Analysis

Are closed embedding APIs worth paying for in Portuguese?

By the MTEB-PT team · Federal Institute of São Paulo (IFSP)

The top of the MTEB-PT leaderboard is a closed API. Google’s Gemini-Embedding-001 posts the highest 16-task mean, $0.744$, ahead of OpenAI, Voyage, Cohere, Mistral, and Amazon. So the deployment question looks settled: pay for the best. It isn’t, and the reason is the shape of the cost–quality frontier.
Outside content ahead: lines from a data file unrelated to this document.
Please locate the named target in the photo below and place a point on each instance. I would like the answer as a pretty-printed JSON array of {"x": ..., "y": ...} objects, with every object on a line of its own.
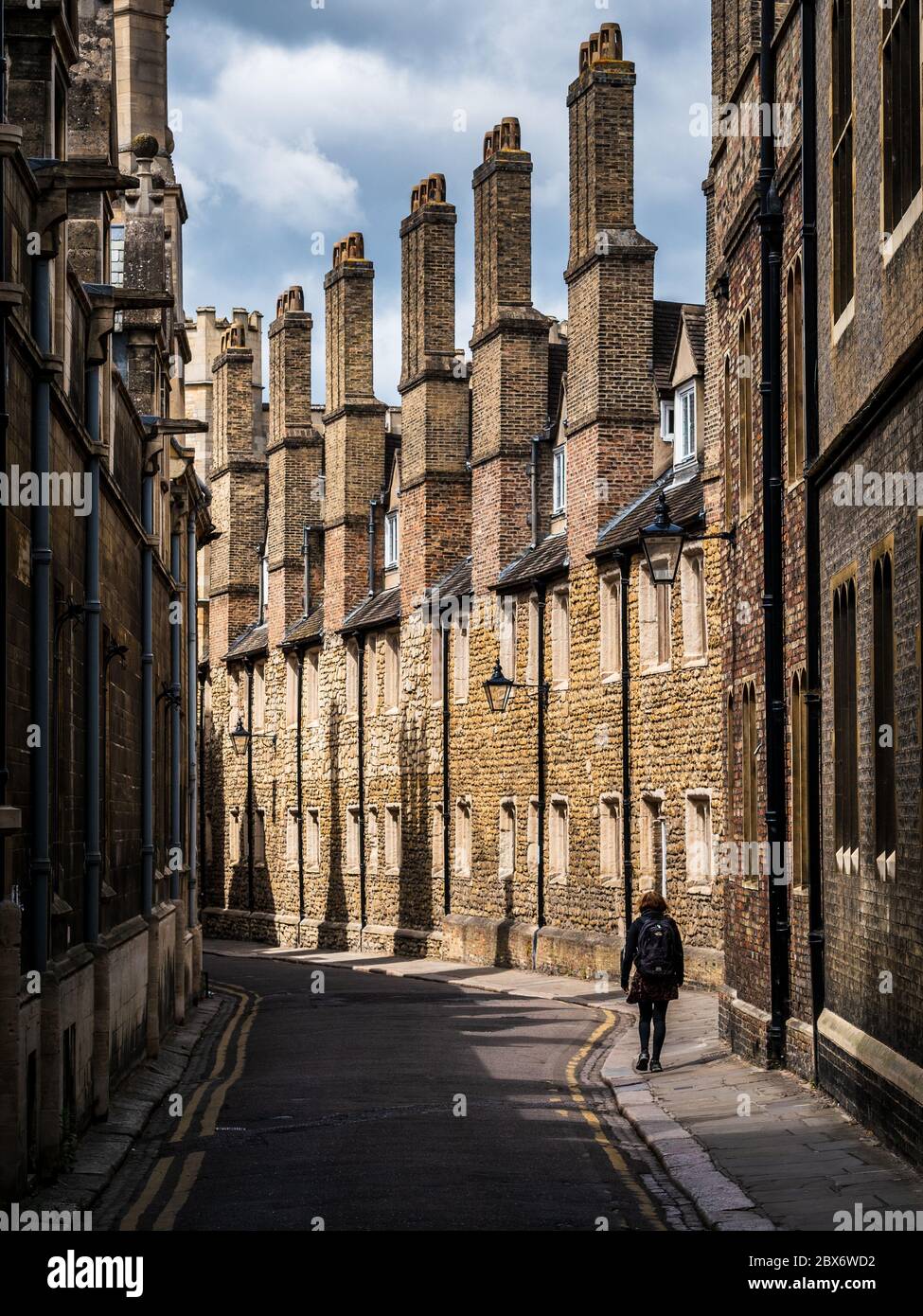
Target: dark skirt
[{"x": 650, "y": 989}]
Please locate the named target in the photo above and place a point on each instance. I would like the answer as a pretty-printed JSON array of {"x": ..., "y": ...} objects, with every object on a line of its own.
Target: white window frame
[
  {"x": 506, "y": 606},
  {"x": 686, "y": 445},
  {"x": 667, "y": 428},
  {"x": 559, "y": 479},
  {"x": 506, "y": 841},
  {"x": 353, "y": 839},
  {"x": 561, "y": 637},
  {"x": 391, "y": 541},
  {"x": 610, "y": 625},
  {"x": 393, "y": 847},
  {"x": 559, "y": 839},
  {"x": 610, "y": 839},
  {"x": 464, "y": 832},
  {"x": 700, "y": 839},
  {"x": 352, "y": 678},
  {"x": 391, "y": 671}
]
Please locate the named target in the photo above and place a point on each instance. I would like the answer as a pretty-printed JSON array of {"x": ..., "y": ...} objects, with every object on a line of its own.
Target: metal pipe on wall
[
  {"x": 808, "y": 165},
  {"x": 191, "y": 720},
  {"x": 773, "y": 523},
  {"x": 40, "y": 654},
  {"x": 93, "y": 866},
  {"x": 177, "y": 858},
  {"x": 148, "y": 688}
]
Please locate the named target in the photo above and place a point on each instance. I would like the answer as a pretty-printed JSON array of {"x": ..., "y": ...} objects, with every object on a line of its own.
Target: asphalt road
[{"x": 371, "y": 1103}]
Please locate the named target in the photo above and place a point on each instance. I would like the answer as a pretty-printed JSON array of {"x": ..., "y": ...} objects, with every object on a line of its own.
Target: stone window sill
[
  {"x": 890, "y": 246},
  {"x": 844, "y": 321}
]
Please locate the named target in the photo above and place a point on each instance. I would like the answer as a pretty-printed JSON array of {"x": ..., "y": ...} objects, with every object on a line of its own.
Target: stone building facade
[
  {"x": 371, "y": 573},
  {"x": 103, "y": 517},
  {"x": 823, "y": 974}
]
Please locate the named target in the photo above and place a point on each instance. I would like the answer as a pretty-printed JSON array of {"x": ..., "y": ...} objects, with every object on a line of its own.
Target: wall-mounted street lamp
[
  {"x": 499, "y": 690},
  {"x": 241, "y": 738},
  {"x": 663, "y": 543}
]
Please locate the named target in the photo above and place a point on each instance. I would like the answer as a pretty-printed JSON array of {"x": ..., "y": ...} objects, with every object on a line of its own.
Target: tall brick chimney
[
  {"x": 509, "y": 347},
  {"x": 610, "y": 295},
  {"x": 435, "y": 485},
  {"x": 293, "y": 454},
  {"x": 354, "y": 429},
  {"x": 239, "y": 496}
]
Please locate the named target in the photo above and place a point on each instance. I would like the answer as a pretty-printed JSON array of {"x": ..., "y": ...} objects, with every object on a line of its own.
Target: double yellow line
[
  {"x": 615, "y": 1158},
  {"x": 240, "y": 1024}
]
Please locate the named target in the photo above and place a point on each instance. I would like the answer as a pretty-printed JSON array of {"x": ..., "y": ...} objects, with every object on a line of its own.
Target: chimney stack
[
  {"x": 610, "y": 293},
  {"x": 435, "y": 485},
  {"x": 354, "y": 429},
  {"x": 293, "y": 454},
  {"x": 239, "y": 496},
  {"x": 509, "y": 347}
]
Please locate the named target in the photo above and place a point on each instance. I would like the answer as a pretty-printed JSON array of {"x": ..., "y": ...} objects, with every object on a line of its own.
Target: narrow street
[{"x": 378, "y": 1103}]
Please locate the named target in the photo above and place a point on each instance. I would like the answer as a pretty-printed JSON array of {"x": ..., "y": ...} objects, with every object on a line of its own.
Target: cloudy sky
[{"x": 296, "y": 118}]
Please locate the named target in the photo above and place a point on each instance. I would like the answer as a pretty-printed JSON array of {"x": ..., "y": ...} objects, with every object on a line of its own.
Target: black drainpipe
[
  {"x": 91, "y": 684},
  {"x": 299, "y": 780},
  {"x": 4, "y": 422},
  {"x": 627, "y": 863},
  {"x": 151, "y": 470},
  {"x": 812, "y": 508},
  {"x": 773, "y": 596},
  {"x": 40, "y": 654},
  {"x": 248, "y": 667},
  {"x": 541, "y": 600},
  {"x": 203, "y": 782},
  {"x": 360, "y": 732},
  {"x": 447, "y": 768}
]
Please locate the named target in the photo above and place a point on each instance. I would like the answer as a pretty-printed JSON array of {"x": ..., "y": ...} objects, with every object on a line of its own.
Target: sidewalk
[
  {"x": 788, "y": 1150},
  {"x": 754, "y": 1149}
]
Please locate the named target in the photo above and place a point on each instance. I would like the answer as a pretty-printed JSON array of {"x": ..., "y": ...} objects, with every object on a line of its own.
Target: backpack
[{"x": 657, "y": 949}]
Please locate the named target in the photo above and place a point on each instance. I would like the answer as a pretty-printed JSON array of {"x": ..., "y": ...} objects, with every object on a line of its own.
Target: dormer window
[
  {"x": 559, "y": 492},
  {"x": 391, "y": 541},
  {"x": 666, "y": 421},
  {"x": 686, "y": 424}
]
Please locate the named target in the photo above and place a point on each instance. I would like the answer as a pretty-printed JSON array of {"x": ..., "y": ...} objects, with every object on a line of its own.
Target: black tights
[{"x": 656, "y": 1008}]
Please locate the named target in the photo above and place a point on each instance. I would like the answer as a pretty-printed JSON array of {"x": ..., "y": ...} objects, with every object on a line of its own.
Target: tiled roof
[
  {"x": 381, "y": 610},
  {"x": 686, "y": 506},
  {"x": 253, "y": 641},
  {"x": 666, "y": 327},
  {"x": 546, "y": 559},
  {"x": 304, "y": 630}
]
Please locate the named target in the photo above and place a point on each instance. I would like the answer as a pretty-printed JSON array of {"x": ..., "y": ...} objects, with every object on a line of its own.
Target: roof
[
  {"x": 544, "y": 560},
  {"x": 666, "y": 329},
  {"x": 381, "y": 610},
  {"x": 250, "y": 643},
  {"x": 304, "y": 630},
  {"x": 686, "y": 505}
]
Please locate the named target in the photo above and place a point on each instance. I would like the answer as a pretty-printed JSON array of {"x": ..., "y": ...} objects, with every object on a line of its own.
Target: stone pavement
[{"x": 754, "y": 1150}]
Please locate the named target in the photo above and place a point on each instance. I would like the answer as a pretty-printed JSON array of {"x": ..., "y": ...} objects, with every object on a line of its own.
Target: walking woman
[{"x": 653, "y": 948}]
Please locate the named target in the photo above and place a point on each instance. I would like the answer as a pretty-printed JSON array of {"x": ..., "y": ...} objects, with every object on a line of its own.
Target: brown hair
[{"x": 653, "y": 900}]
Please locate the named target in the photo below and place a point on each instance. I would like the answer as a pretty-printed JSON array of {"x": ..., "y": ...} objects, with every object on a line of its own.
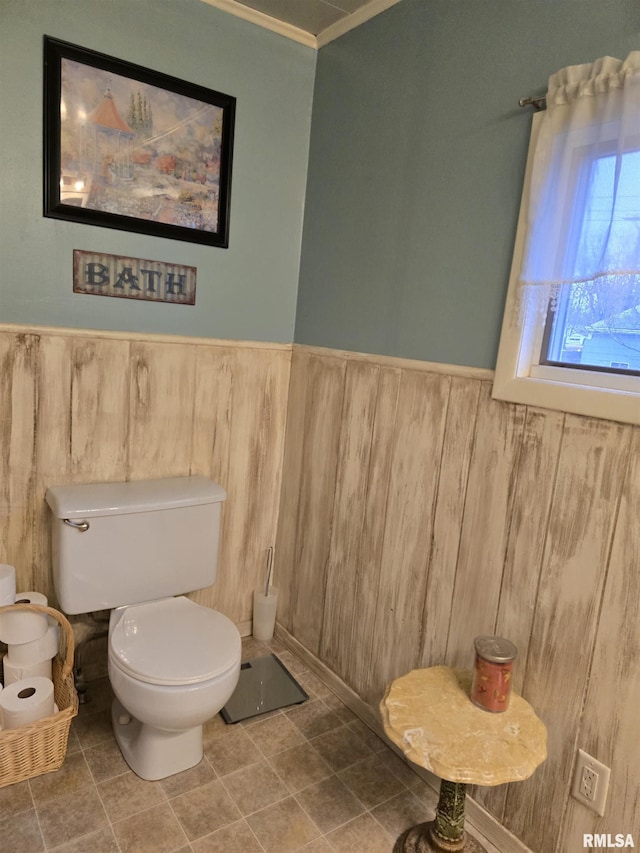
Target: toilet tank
[{"x": 124, "y": 543}]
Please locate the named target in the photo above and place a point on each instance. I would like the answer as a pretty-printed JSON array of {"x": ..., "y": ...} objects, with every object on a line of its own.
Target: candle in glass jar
[{"x": 491, "y": 687}]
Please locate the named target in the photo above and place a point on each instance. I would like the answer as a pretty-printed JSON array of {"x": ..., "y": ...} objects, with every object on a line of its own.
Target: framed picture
[{"x": 133, "y": 149}]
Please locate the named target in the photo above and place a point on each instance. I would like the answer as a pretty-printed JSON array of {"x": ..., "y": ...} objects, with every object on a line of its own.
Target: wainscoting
[
  {"x": 410, "y": 512},
  {"x": 417, "y": 513},
  {"x": 81, "y": 406}
]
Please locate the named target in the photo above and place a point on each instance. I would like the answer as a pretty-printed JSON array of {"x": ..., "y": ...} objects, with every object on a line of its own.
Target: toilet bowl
[{"x": 173, "y": 665}]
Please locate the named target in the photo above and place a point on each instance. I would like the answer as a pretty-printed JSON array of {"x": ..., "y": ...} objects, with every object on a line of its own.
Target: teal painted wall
[
  {"x": 417, "y": 158},
  {"x": 247, "y": 291}
]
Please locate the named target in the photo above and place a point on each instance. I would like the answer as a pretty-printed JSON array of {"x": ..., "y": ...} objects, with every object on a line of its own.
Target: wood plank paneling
[
  {"x": 485, "y": 525},
  {"x": 412, "y": 512},
  {"x": 536, "y": 472},
  {"x": 53, "y": 446},
  {"x": 591, "y": 467},
  {"x": 349, "y": 508},
  {"x": 100, "y": 384},
  {"x": 367, "y": 573},
  {"x": 323, "y": 408},
  {"x": 609, "y": 726},
  {"x": 85, "y": 407},
  {"x": 284, "y": 559},
  {"x": 452, "y": 490},
  {"x": 18, "y": 396},
  {"x": 524, "y": 507},
  {"x": 256, "y": 446},
  {"x": 408, "y": 526},
  {"x": 160, "y": 409}
]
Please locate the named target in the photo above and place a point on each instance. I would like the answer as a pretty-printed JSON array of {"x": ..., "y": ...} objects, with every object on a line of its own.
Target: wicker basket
[{"x": 41, "y": 747}]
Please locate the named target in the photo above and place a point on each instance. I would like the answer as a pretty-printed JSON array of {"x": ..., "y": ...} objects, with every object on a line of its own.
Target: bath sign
[{"x": 100, "y": 274}]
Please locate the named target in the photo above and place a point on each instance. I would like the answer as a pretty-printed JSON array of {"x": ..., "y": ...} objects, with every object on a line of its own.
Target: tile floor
[{"x": 308, "y": 778}]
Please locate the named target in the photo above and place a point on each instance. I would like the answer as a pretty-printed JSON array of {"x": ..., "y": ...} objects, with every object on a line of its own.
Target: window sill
[{"x": 572, "y": 391}]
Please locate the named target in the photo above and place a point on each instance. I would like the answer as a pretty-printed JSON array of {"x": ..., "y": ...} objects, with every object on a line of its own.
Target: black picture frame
[{"x": 130, "y": 148}]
Eight of our 54 models are closed commercial APIs, each publishing a single per-million-token list price. We place all eight, plus the open-weight-but-priced Perplexity model, on a single frontier of price against quality.

Cost versus 16-task-mean quality for nine priced embedding endpoints, log-scale price on the x-axis; five define the Pareto frontier. — Cost versus quality for nine priced endpoints (eight closed APIs plus Perplexity). x: log-scale list price (USD per 1M input tokens); y: 16-task mean; bubble area ∝ embedding dimension. Five endpoints define the Pareto frontier; four are dominated.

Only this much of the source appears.